Sus palabras seguramente no fallaron su objetivo. Pero la furia mermó su capacidad de lanzamiento y yo me estampé contra el jarrón que estaba a la izquierda de la puerta, encima del aparador. El jarrón se balanceó y durante un terrible segundo giró lentamente sobre su finísimo pie de porcelana.

Por favor, no te caigas. ¡No te caigas
!

Luego se volcó ruidosamente y cayó al suelo.

Se me cortó la respiración. Aquel jarrón era el orgullo de Emily. Nadie pasaba por delante sin admirarlo. Nadie. No había visita a la que no contaran el largo y arriesgado viaje de aquella pieza.

—Ming —decía siempre Emily—, de la más selecta calidad y con procedencia certificada de la casa del emperador.

No quería ni pensar en cómo reaccionaría Emily cuando se enterara de aquel percance.

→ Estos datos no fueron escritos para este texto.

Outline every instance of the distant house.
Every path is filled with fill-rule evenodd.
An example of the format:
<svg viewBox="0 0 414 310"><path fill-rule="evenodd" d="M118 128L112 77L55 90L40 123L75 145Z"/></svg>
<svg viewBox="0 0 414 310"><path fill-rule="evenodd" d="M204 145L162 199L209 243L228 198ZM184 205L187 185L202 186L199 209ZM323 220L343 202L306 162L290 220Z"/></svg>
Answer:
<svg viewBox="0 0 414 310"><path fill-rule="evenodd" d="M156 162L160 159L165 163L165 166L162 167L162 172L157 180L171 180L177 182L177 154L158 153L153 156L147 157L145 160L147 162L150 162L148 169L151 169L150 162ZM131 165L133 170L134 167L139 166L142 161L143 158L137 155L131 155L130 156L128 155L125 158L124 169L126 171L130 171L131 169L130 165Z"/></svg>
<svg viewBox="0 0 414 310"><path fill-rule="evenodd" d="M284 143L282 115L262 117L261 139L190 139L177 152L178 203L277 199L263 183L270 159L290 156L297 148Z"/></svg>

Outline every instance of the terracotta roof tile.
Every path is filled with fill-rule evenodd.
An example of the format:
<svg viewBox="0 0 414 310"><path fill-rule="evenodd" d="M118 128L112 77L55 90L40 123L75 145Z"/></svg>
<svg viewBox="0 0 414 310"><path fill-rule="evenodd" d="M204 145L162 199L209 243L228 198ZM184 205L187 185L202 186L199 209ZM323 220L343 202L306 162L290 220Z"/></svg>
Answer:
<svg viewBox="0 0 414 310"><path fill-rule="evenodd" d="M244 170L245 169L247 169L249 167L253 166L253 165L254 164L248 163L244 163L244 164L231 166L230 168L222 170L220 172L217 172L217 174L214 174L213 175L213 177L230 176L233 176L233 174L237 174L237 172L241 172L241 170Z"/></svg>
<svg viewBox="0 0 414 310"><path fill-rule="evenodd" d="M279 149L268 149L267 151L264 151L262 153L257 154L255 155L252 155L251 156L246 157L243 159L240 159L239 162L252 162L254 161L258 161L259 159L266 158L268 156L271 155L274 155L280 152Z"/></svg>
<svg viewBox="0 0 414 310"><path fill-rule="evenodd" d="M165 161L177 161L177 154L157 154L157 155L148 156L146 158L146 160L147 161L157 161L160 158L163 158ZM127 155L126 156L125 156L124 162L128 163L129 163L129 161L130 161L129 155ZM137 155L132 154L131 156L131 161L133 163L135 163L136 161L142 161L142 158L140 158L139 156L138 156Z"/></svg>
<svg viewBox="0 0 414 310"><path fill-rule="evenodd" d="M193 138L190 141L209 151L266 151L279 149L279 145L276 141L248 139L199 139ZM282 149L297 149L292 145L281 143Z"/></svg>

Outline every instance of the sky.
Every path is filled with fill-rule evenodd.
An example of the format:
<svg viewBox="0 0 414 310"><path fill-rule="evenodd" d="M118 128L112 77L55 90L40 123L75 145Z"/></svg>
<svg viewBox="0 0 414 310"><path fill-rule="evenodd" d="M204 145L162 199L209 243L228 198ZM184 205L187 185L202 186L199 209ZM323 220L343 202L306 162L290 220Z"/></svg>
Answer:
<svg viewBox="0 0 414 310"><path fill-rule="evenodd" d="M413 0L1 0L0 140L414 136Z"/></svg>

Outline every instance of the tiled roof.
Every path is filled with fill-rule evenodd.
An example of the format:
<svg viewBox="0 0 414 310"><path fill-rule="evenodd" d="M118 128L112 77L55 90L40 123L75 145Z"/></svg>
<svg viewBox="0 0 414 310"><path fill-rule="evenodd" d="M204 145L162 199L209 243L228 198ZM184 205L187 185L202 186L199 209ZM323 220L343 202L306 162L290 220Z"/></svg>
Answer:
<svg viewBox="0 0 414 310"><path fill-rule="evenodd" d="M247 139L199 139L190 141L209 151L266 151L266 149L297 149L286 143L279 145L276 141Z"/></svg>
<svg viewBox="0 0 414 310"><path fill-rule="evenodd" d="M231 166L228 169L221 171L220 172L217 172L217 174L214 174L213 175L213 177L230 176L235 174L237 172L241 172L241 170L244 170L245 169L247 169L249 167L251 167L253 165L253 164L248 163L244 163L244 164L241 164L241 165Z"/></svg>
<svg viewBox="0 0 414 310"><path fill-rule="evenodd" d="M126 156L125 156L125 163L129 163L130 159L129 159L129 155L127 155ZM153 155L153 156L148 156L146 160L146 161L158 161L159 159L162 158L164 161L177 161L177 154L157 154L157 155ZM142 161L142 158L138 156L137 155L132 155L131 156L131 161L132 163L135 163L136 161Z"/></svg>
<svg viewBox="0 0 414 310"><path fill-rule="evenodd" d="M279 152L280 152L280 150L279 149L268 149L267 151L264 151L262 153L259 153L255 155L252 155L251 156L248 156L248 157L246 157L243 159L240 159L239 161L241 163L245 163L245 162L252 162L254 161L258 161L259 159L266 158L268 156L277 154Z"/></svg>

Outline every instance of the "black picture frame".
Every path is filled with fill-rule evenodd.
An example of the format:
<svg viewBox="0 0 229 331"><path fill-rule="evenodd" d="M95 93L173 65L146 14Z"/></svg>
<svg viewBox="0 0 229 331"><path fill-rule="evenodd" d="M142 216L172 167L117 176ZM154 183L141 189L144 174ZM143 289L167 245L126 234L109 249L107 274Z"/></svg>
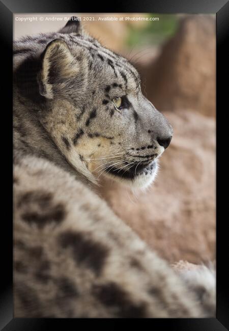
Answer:
<svg viewBox="0 0 229 331"><path fill-rule="evenodd" d="M2 174L4 177L7 171L11 172L12 82L12 51L13 39L13 15L14 13L88 13L104 12L104 5L98 3L87 6L79 4L73 0L55 2L47 0L4 0L0 1L0 34L1 37L1 102L2 120L4 123L9 123L9 128L6 130L2 137L2 162L5 169ZM227 240L223 234L226 235L228 216L226 217L228 205L228 185L226 179L227 162L223 160L227 148L226 125L227 113L226 98L228 94L228 71L227 61L229 59L226 51L228 45L228 26L229 23L229 3L226 0L159 0L158 1L133 1L132 3L116 2L112 9L106 8L106 13L137 13L153 12L157 13L202 13L216 14L217 60L216 60L216 121L217 121L217 183L216 183L216 257L217 257L217 313L216 318L211 319L150 319L153 327L176 330L221 330L229 328L229 295L228 295L228 247ZM226 42L227 42L227 43ZM4 72L5 71L5 72ZM225 80L223 78L225 78ZM200 91L201 93L201 91ZM225 103L224 103L225 102ZM228 102L228 101L227 101ZM4 106L3 106L3 104ZM228 107L228 106L227 106ZM228 122L228 121L227 121ZM4 124L4 127L6 124ZM7 146L7 142L10 146ZM227 153L228 154L228 153ZM3 158L2 159L2 160ZM228 172L228 170L227 170ZM9 174L9 178L12 178ZM228 176L227 176L228 177ZM2 178L3 179L3 178ZM9 191L10 181L7 181L6 191ZM3 190L5 189L3 188ZM9 208L12 206L12 197L9 197ZM3 192L3 191L2 191ZM224 192L224 193L223 193ZM5 194L4 194L5 196ZM2 198L3 199L3 198ZM51 327L57 329L71 330L75 329L79 323L78 319L25 319L13 318L13 288L12 288L12 215L10 213L4 212L2 209L2 238L3 243L1 263L1 290L0 293L0 327L6 331L10 330L48 330ZM3 236L3 234L4 235ZM224 240L225 239L225 240ZM117 322L111 324L114 328ZM107 325L107 324L106 324Z"/></svg>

Si los cacharros rotos traen suerte, la suerte debió de caer muy lejos de nuestra casa. A nosotros solo nos trajo desgracia. Una gran desgracia. Mil esquirlas de porcelana blanca y azul salpicaron la sala. Del jarrón solo quedó un montón de añicos. Yo estaba en medio y noté que algunos pedacitos me perforaban la piel. El dolor simbolizó toda la escena.

Leo se quedó petrificado en el sofá. Miró hacia mí y los restos del jarrón con los ojos abiertos como platos. Luego se levantó de un brinco y salió precipitadamente del salón, escaleras abajo y a la calle.